The choice between centralized and decentralized systems was the subject of much debate even before the advent of cryptocurrencies and blockchain. Both centralized and decentralized systems have their own advantages and disadvantages, and either of them can be a good choice depending on the specific situation.
In centralized systems, a central unit or person is responsible for the operation of the system or the organization. The decisions and the liability also belong to this central body. So in general, the benefits of centralized systems are the more efficient and faster decision-making and clearer goals. But there are risks as well, which is the lack of community representation and a possible unethical conduct shown by the central unit. In centralized systems, the accounts are under the central control of the operator, which means that the accounts can be seized, blocked and may become the target of cyber-attacks.
In decentralized systems, the decisions and processes are determined by the community. Such organizations operate according to a system that allows everyone to be involved in decisions and thus less influence from the individual. In contrast to centralization, the disadvantages of this system are slow and cumbersome decision-making and vague and unclear organizational goals. One of the biggest advantages of decentralized platforms is that the control over the user’s account remains with the user and no one else can access it.

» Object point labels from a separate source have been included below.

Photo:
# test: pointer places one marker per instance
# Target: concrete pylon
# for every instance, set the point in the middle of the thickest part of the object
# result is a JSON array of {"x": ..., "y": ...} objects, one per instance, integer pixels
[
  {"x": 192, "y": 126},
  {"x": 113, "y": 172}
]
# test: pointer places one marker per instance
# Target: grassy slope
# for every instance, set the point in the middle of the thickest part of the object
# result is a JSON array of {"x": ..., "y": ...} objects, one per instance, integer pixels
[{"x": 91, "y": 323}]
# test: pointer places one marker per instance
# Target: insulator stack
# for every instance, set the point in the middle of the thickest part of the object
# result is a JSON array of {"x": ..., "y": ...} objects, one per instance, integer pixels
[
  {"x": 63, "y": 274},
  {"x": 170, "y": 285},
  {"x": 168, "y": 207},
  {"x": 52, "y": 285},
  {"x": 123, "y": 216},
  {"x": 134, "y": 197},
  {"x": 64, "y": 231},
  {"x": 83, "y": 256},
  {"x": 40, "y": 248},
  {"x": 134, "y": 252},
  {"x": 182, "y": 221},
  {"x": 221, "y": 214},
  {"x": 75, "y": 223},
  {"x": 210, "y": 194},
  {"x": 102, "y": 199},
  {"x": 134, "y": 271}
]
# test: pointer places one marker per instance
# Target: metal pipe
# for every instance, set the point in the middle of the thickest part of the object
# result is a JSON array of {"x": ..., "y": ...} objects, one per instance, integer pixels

Since the emergence of cryptocurrencies represents a decentralization of the financial systems, it is worth examining this dilemma from the perspective of the financial institutions. Take crypto exchanges, for example, which have both centralized (CEX) and decentralized (DEX) versions. With CEXs, users do not directly own their crypto assets, their wallets are managed by the platform and its developers. Thus, the users’ assets are at the mercy of the security and goodwill of the exchange system. Such exchanges – like FTX recently – can go bankrupt, losing the wealth of their clients. In contrast, when an exchange operates in a decentralized way, blockchain technology allows investors to have their own wallet on the platform, and it is the blockchain technology, not the exchange, who is responsible for the transactions. This way, investors own their crypto assets themselves, they are not held by others and therefore are not exposed to such risks. Several centralized exchanges have lost their clients’ money, which has prompted crypto users to be more cautious and boosted the popularity of DEXs.
The CEX-DEX issue is also worth looking at from a profit perspective. In the case of CEXs, although there are examples of their operation generating profit for users, it is predominantly the team or company running the exchange that gets rich from transaction costs and operating revenues. However, in the case of DEXs, the community participating in the operation of the DEX also receives a share of the transaction fee revenue, pro rata to their contribution to the operation.